What is true for solenoids is also true for other electrically powered equipment. When an electrically powered motor (or for that matter, an air-driven motor or a steam turbine) is running, it is “energized”. It is only when a motor is not energized and not running that it can be considered “de-energized.” Likewise, heating elements are only in the de-energized state when they are isolated from the energy that they convert to heat.
Switches
At the other end of the loop from the final control element is the sensor. Transmitters, which operate on a continuous scale, are not thought of as either ETT or DTT. On the other hand, switches are discrete – either open or closed, on or off – and fall neatly into the “energized” or “deenergized” characterization. A switch that is closed, or on, is energized. Current moves through the switch. On the other hand, a switch that is open, or off, is de-energized.
This view tells us how we should consider sensor switches, such as level, flow, pressure, or temperature switches. A high-level switch is one that detects a level that is too high and causes a trip to a safe state. A level that is too high must put a DTT switch in the open or off position. If a high level causes a normally open switch to close, a normally off switch to turn on, then it is a ETT switch. When we have a choice, we should never choose to have a safety component be ETT.
What is important about DTT switches is that they are on/closed when things are normal and go to the off/open position when safe limits are exceeded. It doesn’t matter what the set point is, just how the switch responds to exceeding safe limits. A level switch at the bottom of a vessel is a high-level switch if it goes to the off/open position when the level at the bottom of the vessel goes above the switch setting. Likewise, a level switch at the top of a vessel is a low-level switch if it goes to the off/open position when the level at the top of the vessel drops below the switch setting. This is just as true for temperature switches, pressure switches, flow switches, and other discrete sensors.
Off/open = not safe.
When Utilities are Required to Be Safe
When a utility is required to go to the safe state, the need for that utility should be seen as ETT. The only exceptions, at least here on the surface of the earth, are gravity and atmosphere. We don’t have to worry about our gravity generator failing; gravity is a given.
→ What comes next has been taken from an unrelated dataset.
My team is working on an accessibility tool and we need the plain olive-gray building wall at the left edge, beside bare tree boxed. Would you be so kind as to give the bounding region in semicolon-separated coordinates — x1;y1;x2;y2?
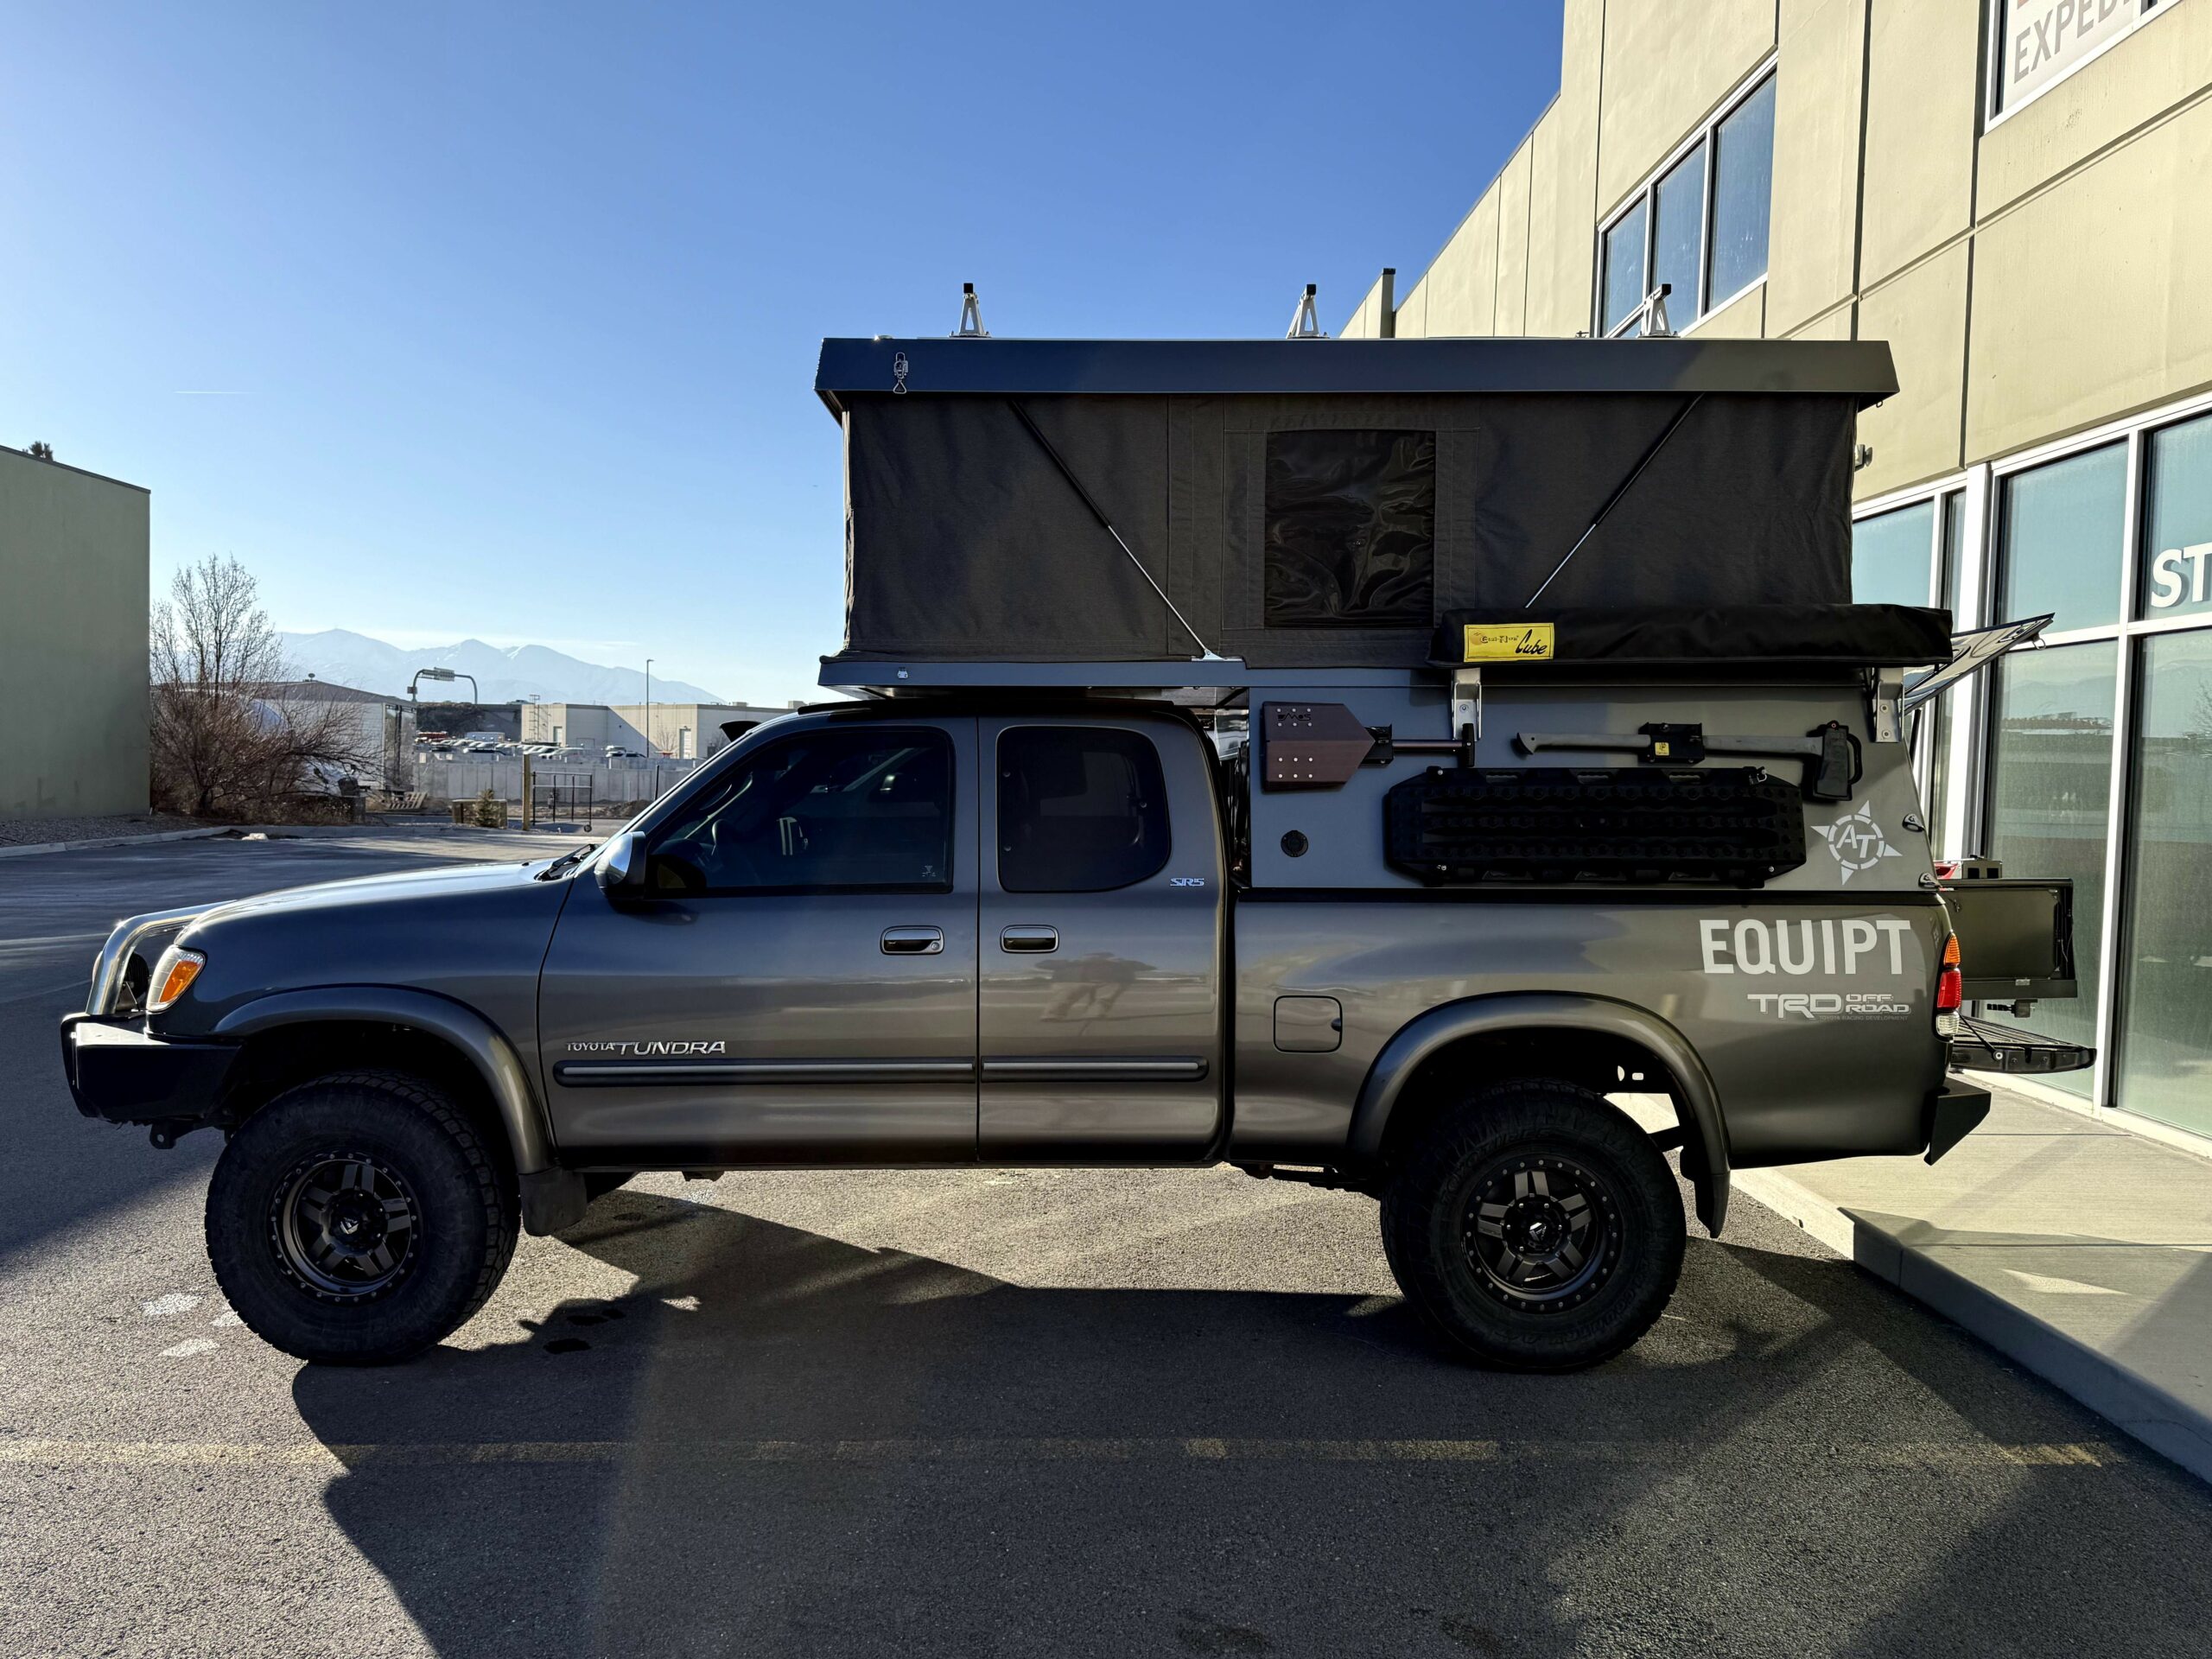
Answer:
0;449;149;818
Likewise, a vent that opens to atmosphere can always count on the atmosphere being there.
When electricity, steam, compressed air, compressed nitrogen, cooling water, or any other utility is required for the process to be in the safe state, that action of going to the safe state is ETT. The utility must always be available, and it must remain available for the duration of the emergency.
One of the advantages of a DTT design is that the loss of a utility doesn’t change whether the design is in the safe state.
DTT Safety Functions
The best safety functions are those that are DTT, those that do not rely on an active source of energy to go to and stay in a safe state. That means that every component of the safety function must be DTT. If even one component of a safety function can be characterized as ETT, then the safety function itself must be characterized as ETT.
To make sure that your safety functions are the best that they can be, consider each component of each safety function and do whatever can be done to assure they are DTT. As the Los Alamos scientist who sacrificed his life to save those around him demonstrated, the consequences of ETT designs have far more potential to be catastrophic.